Maintaining a healthy weight can be hard but losing weight is even harder. There are numerous diet plans that claim to help reduce weight rapidly. In the world of weight-loss diets, low-carbohydrate diets have grabbed a lot of attention and have become very controversial. The Paleo, South Beach, and Atkins diets all fit into the category of low carb diets designed to lose weight and stay in shape and are sometimes referred to as ketogenic or keto diets. But true ketogenic diet is totally different. It has been around for nearly a century but over the past few years has become the trendiest diet and obsession that is rumored to keep top celebrities like Kim Kardashian fit and strong.
What exactly is a keto diet?
The Ketogenic Diet or more commonly known as Keto Diet involves consuming a significant amount of fat, a moderate amount of proteins and a very minute amount of carbs. It changes the way the body normally converts food into usable energy. Consuming a lot of fat and very little carbs puts the body in the state if ketosis, a metabolic state in which the body burns fats instead of carbs to fulfill its energy requirements. In case of low carbohydrate levels, the liver converts the available fatty acids into ketones which are an alternative source of energy. As a result, the body becomes very efficient at burning fat for producing energy.
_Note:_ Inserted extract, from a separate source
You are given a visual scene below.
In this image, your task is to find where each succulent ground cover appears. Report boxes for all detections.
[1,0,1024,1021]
Keto diet has numerous potential benefits such as it burns fat, reduces inflammation, provide immediate energy to the brain, increases the amount of energy available and lowers blood sugar levels.
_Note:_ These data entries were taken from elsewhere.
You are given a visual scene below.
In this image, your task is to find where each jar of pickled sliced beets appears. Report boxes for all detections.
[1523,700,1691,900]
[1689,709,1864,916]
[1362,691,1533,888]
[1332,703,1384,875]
How to start a keto diet and what to eat
Starting a keto diet is not easy and at times be very challenging. The diet is all about increasing the consumption of foods that are high in fats and limiting foods high in carbs. Due to the high-fat requirement, eating fat at each meal becomes necessary. The main points to remember when starting a keto diet are:
- Restrict carbs: Restricting carbs is the most important thing to do when planning on doing a keto diet. They should be restricted at less than 20g-50g per day. To achieve this, foods that are to be consumed must be carefully selected. Fruits are high in carbs but certain fruits such as berries can be consumed in a very small proportion. Leafy green vegetables are like kale and spinach are recommended.
- Have moderate protein intake: It is important to consume proteins in a moderate amount because high protein levels can stress the kidneys and above all excess protein gets converted into glucose. Protein sources that are high in saturated fat include beef and bacon.
- Increase fat intake: People always fear fat but this should not be the case when intending to go for a keto diet. Enough fat should be consumed so that energy as well satiety is provided. Some unsaturated fats like nuts, seeds, and tofu are also allowed. Saturated fats from oils, butter and lard are highly encouraged in large proportions.
- Drink lots of water: Drinking lots of water is very crucial. Burning fat means that the body is storing less amount of water which can lead to severe dehydration. It is recommended that at least 16 cups of water must be consumed daily.